How To Parse any CSV to JSON Array

The ultimate free solution, parse any CSV file to a JSON Array via a Power Automate Flow. This flow will parse any CSV file, no matter the encoding. It will handle Unix, Windows, or Mac files. The key values (i.e. the header row) will be dynamically mapped and it will handle CSV files of all shapes and sizes. Whilst I have previously blogged about parsing an array with a select action, this solution did not handle varying header lengths automatically.
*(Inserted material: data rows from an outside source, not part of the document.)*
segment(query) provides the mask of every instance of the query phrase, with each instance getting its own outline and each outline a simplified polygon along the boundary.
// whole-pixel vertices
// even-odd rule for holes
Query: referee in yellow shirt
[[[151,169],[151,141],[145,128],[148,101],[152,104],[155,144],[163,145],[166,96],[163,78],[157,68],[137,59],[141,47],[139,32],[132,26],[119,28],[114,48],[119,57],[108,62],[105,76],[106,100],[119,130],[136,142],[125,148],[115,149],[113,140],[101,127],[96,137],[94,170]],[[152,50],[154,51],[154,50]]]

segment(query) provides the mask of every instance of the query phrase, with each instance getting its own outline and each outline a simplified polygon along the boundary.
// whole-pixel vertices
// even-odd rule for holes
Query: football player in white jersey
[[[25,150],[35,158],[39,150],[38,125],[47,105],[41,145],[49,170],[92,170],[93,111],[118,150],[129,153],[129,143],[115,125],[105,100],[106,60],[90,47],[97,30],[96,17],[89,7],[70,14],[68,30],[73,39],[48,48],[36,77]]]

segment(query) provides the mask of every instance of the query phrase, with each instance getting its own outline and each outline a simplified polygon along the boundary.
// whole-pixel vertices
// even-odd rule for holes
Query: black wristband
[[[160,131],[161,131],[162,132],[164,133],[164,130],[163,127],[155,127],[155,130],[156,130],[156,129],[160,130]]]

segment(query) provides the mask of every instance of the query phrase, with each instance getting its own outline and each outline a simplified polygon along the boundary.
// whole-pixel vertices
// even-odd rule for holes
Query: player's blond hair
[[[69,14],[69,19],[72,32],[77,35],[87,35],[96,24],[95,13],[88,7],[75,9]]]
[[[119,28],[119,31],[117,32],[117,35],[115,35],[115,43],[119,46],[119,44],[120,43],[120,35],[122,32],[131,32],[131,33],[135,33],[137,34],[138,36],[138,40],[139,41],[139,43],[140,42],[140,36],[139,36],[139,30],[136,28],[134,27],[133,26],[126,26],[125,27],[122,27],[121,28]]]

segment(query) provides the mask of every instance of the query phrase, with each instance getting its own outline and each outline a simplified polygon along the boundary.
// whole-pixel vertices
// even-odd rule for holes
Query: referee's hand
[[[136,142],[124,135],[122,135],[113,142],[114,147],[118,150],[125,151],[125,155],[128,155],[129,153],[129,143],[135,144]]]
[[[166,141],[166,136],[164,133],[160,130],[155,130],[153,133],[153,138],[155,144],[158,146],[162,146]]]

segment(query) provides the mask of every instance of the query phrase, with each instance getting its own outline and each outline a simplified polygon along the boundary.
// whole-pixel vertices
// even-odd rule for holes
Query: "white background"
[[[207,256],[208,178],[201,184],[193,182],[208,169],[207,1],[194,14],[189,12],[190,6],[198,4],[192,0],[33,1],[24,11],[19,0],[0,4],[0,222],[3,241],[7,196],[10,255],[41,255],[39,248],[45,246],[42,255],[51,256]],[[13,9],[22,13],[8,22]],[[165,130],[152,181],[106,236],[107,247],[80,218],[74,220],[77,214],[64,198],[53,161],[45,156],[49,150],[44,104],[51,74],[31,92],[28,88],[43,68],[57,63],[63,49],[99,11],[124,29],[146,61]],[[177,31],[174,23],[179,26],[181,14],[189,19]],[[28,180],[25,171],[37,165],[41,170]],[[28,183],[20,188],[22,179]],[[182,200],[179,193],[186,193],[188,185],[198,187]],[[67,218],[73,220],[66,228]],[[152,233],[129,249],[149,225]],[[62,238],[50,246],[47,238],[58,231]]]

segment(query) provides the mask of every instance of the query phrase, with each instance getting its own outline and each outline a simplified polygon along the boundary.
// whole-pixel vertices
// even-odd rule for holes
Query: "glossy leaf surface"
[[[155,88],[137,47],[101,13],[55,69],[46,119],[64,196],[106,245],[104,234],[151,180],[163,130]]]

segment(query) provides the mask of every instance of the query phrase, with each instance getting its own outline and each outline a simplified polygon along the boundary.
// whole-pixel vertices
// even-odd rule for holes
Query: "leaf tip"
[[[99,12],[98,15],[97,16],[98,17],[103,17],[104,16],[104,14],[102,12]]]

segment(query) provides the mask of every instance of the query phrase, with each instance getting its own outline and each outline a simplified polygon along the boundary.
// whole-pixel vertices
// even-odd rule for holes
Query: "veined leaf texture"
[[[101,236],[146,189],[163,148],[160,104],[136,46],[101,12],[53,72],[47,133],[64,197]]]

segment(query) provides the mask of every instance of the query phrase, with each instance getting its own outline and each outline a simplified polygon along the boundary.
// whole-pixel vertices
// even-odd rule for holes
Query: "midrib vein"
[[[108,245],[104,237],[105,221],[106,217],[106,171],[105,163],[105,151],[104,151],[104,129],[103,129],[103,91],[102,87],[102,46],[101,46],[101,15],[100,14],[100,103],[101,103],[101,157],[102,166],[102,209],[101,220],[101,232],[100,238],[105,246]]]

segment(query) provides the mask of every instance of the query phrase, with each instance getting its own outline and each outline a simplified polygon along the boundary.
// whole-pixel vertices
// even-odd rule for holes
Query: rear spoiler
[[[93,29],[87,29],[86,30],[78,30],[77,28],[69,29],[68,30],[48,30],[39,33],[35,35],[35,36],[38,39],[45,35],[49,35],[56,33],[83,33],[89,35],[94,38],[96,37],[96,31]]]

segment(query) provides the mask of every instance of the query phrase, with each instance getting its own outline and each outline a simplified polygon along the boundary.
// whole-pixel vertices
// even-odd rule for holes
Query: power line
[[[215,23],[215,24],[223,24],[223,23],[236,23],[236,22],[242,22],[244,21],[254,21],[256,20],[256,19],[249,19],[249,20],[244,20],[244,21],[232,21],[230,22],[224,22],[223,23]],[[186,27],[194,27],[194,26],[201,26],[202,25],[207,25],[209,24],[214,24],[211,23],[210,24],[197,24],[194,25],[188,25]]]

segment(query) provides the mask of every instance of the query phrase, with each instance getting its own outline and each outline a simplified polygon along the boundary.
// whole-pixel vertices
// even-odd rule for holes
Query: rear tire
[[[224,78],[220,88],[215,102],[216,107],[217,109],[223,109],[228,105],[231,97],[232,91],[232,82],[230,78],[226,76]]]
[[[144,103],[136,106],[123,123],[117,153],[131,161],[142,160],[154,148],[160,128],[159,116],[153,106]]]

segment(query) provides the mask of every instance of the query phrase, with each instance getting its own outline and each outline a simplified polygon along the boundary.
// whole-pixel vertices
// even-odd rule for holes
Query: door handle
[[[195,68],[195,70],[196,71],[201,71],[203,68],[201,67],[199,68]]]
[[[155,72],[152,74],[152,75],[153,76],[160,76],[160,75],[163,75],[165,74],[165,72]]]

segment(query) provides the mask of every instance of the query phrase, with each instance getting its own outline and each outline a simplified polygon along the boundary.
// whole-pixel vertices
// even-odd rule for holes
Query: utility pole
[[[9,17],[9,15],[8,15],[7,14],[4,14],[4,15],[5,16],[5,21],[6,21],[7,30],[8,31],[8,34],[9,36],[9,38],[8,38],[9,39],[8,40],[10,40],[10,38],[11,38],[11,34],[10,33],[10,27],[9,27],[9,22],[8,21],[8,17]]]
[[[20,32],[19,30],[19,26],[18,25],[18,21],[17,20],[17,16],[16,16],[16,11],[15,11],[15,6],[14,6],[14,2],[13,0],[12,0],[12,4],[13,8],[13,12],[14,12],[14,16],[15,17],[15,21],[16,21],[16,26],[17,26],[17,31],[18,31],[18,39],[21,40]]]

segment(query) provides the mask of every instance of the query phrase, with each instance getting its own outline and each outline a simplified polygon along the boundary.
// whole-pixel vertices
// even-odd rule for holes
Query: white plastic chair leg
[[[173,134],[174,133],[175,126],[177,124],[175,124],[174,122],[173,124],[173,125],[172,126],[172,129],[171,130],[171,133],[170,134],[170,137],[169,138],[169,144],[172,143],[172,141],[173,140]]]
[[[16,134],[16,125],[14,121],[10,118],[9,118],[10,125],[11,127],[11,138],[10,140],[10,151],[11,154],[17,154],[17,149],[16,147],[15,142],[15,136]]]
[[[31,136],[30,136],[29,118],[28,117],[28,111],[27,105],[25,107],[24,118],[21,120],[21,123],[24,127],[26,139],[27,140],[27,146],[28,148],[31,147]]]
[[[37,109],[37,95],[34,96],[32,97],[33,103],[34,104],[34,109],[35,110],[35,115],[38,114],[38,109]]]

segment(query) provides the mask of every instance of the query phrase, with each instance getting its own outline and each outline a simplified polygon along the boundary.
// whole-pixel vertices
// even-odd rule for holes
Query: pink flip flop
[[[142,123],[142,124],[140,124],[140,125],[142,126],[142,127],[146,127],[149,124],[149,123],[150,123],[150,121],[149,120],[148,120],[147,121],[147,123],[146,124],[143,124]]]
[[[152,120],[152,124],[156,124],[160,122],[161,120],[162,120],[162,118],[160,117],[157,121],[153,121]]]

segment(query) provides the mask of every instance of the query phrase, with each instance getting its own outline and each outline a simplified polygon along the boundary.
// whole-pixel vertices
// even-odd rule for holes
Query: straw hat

The solution below will automatically handle the following:

  • multiple sources within O365: OneDrive, SharePoint, or Outlook
  • common file encodings (Unix, Windows & Mac)
  • varying header sizes
  • and most importantly it is free for you to use and copy

What does the Flow look like? The Pseudo Code

Full cloud flow solution. CSV to Array.
  1. Get File Content, this action is for OneDrive where data is actually returned as a string. I will also cover SharePoint and email data sources below. These data sources need to convert from Base64 Encoding to String.
  2. Compose (Delimiter), this is a parameter, leave unchanged as a comma ,. If you want to parse a pipe-delimited or semi colon-delimited, change as appropriate | or ;
  3. Compose (FileContent), this is for returning the file content of the Get File Content action. I also took the opportunity to replace quotes with an empty string. This is to cater for quote encapsulated CSV’s. Note that strings containing the separator will cause problems aligning the values/columns. I suggest you watch the following video here on a possible solution.
  4. Compose (LineEnding), allows an expression to check for the appearance of one of three return chars. 0d0a, 0a, or 0d, and setting the value as appropriate.
  5. Compose (Headers), use a split expression, and the LineEnding on the first element of the file content. Then split again using the Delimiter. We create an array of header values to be used as keys in the Apply to Each action.
  6. Apply To Each, skip the header, and split the Array using the LineEnding. Each loop is passed an array of row items. I have turned on concurrency for maximum efficiency.
  7. Select (EachObject), we create a range from 0 to header array length. The header/key is mapped by calling each element by an integer. We return the value by splitting the row by our Delimiter. As before, we return the value by using an integer. You can watch how we might call array elements by integer here.
  8. Select (Replace), we want to work with an object at this point. We convert the Array to a string and replace the curly brackets { and } with an empty string ”. We do the same with the square brackets [ and ] into curly brackets { and }.
  9. Compose (json), we run the new string through the JSON expression. This eliminates any escaped strings for our final array.
  10. Compose (Re Purposed Array), finally, we’ve made it (!). Outside of the apply to each, we can bring our objects together and create our re-purposed Array.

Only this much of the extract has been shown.